Granular Dependabot groups and getting error attribution right

Dependabot has a default behaviour that doesn't scale well: one pull request per outdated dependency. For a repository with a hundred dependencies, a run generates dozens of individual PRs. Most are low-risk patch bumps a developer approves without reading closely — which means either they pile up unreviewed, or people start rubber-stamping them, which defeats the point of the review.

Why grouping matters

Dependency grouping addresses this. Instead of one PR per package, you define groups — "all AWS SDK packages", "all testing libraries", "everything from this upstream source" — and Dependabot combines the relevant updates into a single PR. The result is far fewer PRs, each giving a complete picture of a set of related changes.

The work was moving several repositories from ungrouped or coarsely grouped configs to ones with more granular, purposeful groups. The granularity matters: a group defined as "all dependencies" is barely better than no grouping — you still get one huge PR — while groups built around logical cohesion ("packages released together from the same upstream source") give you something you can actually review with confidence.

Applying it across different stacks

The interesting part of rolling this out is that each repo has a different dependency structure. A Node logging library has nothing in common with a .NET error-handling library or a React frontend. For the Node libraries, grouping around major upstream sources makes sense; for the .NET library, the groups follow NuGet namespaces; for the frontend, it's a mix of framework packages, tooling, and application libraries, each with their own natural groupings. You can copy the structure of the YAML across repos, but you still have to think about what actually belongs together in each — and that thinking is the part you can't automate away.

Error source attribution in a shared library

The other change was about correctness in error reporting. A shared .NET library classifies errors and warnings across several services — capturing not just the message but its origin: which part of the system produced it. The origin is an enum, and one category was missing: a group of trip-related services whose errors weren't covered by any existing value. When those services produced an error, it either failed to classify or fell into a catch-all, making it harder to route the alert and slower to find the responsible team.

Adding the value is straightforward. The more interesting question is why it was missing. This is a common pattern with shared classification types — the enum gets defined early, before all the consumers are known, and then isn't kept in sync as new services adopt the library. The fix doesn't just make reporting more accurate; it removes the ambiguity that wastes on-call time. "The origin is unknown" means more digging before anyone can act; "the origin is the trip services layer" means the right team gets paged immediately.

Platform hardening as a steady-state activity

This is worth naming for what it is: platform hardening.
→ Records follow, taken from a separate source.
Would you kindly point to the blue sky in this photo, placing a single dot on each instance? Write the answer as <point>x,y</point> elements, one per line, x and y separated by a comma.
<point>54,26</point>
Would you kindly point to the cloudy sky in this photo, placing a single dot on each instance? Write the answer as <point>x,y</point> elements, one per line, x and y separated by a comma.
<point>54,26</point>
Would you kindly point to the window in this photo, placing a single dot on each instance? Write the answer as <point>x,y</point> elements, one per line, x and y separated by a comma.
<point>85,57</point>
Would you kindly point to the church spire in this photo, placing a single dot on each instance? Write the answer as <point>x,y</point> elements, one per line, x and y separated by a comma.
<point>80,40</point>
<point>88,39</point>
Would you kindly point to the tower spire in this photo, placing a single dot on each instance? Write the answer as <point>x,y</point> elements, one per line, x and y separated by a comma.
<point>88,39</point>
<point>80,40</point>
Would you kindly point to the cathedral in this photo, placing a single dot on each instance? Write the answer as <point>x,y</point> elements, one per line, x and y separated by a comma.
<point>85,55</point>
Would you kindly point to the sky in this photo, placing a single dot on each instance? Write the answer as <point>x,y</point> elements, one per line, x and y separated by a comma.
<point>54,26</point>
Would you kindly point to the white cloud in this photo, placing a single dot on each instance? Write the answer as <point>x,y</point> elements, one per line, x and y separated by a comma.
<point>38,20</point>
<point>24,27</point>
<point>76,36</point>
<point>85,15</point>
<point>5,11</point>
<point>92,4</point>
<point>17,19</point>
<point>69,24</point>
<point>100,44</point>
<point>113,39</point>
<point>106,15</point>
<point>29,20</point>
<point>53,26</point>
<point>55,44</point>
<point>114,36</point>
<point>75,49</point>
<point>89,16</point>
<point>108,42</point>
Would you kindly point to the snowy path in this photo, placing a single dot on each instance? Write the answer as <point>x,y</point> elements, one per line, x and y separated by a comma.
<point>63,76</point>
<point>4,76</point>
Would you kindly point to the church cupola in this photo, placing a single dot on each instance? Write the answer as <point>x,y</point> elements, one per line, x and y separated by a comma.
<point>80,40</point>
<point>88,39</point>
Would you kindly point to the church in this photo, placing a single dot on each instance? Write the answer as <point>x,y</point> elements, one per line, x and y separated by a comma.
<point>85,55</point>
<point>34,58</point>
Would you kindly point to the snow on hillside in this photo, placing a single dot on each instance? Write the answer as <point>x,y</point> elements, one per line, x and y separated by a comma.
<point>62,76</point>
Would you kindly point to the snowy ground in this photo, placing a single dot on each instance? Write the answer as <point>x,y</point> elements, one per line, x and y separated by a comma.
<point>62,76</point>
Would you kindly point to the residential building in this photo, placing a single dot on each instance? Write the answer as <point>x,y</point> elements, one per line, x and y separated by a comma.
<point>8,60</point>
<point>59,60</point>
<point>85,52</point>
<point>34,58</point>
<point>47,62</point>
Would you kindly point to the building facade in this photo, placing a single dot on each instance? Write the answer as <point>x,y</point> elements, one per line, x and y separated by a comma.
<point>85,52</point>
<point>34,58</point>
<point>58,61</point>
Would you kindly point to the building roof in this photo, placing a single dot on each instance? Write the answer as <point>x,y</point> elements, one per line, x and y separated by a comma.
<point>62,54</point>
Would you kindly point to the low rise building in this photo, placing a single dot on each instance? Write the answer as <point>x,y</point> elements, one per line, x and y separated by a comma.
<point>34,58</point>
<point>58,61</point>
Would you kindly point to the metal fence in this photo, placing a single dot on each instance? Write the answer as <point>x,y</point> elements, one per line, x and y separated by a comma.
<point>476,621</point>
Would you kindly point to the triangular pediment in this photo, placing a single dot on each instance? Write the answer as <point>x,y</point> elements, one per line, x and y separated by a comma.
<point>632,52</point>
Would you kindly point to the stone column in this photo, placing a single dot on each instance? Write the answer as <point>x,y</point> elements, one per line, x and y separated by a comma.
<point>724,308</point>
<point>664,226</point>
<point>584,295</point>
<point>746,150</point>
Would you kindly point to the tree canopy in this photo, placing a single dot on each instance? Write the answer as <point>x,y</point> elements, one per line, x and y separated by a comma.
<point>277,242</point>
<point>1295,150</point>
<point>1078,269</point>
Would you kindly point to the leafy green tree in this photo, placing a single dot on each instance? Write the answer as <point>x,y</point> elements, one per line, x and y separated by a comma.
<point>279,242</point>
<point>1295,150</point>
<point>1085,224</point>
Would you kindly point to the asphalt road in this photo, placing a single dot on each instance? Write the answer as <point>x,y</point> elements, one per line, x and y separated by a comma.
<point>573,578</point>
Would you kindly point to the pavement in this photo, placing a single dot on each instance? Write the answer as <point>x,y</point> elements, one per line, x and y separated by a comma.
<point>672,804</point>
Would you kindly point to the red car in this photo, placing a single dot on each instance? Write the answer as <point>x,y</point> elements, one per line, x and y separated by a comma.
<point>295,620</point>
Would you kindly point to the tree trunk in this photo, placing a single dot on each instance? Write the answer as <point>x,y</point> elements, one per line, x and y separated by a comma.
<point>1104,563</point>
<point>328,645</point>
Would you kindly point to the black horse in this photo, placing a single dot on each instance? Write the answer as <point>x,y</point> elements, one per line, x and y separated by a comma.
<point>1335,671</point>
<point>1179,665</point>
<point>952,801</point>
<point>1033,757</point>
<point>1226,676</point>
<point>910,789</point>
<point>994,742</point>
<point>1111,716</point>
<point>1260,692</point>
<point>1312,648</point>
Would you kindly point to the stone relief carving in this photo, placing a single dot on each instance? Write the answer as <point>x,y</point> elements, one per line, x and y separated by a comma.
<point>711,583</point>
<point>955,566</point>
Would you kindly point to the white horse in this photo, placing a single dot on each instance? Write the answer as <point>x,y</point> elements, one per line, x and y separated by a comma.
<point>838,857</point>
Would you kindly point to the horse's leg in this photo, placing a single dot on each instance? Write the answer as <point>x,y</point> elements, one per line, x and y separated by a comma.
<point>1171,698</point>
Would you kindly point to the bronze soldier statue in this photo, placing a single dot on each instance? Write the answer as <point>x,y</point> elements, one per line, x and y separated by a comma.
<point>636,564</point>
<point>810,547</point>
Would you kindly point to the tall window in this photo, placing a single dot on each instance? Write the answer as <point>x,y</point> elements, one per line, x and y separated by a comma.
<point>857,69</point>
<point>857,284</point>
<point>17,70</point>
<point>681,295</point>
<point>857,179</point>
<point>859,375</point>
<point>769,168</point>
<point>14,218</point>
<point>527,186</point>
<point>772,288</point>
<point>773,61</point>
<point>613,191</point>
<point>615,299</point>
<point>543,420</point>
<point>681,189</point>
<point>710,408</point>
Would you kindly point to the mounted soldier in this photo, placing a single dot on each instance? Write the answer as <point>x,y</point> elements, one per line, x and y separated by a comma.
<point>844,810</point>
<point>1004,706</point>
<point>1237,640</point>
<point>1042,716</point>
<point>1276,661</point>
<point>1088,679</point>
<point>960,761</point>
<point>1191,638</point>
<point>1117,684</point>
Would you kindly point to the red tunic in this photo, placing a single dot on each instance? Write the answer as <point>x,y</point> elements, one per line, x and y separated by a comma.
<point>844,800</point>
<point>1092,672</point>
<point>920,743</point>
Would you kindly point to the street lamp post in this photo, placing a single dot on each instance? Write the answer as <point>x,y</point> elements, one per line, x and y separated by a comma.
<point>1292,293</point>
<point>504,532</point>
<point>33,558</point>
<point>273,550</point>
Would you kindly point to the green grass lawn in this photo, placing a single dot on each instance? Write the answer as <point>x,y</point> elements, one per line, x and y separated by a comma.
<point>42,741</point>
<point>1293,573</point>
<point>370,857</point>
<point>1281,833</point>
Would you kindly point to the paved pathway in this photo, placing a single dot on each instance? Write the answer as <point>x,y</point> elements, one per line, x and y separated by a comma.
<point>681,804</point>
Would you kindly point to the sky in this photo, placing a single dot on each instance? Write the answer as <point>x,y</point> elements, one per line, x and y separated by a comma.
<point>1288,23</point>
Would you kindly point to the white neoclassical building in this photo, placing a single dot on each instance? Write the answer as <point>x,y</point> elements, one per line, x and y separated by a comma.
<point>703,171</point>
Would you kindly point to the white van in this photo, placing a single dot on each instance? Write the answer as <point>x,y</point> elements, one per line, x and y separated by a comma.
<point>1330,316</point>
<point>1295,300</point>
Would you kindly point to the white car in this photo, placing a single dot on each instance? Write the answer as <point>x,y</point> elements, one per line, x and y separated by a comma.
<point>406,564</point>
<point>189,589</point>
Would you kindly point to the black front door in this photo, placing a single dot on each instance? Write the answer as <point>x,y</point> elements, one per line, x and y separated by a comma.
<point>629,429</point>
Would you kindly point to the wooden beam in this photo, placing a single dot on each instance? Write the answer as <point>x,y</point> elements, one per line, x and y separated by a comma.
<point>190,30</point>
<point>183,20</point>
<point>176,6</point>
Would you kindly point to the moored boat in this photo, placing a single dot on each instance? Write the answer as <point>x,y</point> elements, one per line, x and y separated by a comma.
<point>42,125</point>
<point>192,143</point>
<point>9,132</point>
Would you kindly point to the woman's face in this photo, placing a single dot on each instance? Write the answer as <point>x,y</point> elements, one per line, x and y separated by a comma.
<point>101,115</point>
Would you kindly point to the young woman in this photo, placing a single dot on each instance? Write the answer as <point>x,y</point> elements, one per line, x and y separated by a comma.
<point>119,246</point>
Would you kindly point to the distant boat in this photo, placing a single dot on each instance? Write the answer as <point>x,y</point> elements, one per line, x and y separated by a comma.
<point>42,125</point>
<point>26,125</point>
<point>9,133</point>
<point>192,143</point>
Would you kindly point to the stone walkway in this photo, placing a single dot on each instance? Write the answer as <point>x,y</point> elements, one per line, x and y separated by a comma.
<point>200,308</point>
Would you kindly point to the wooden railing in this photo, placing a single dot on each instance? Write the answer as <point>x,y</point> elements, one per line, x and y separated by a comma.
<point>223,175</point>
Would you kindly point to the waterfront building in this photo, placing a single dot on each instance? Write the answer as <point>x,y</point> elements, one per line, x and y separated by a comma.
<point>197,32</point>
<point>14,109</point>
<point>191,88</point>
Not new features, not architecture changes, but the continuous work of making the infrastructure more reliable, maintainable, and legible to the people who depend on it. A Dependabot config sits in a file almost nobody reads until dependency updates go wrong; an error-source enum is invisible to end users. Both keep a system that dozens of engineers work in daily manageable over time. The return is long-tailed and largely invisible, which is exactly why it tends to get deprioritised — and doing it consistently, even when nothing more exciting is on the board, is how a platform stays manageable.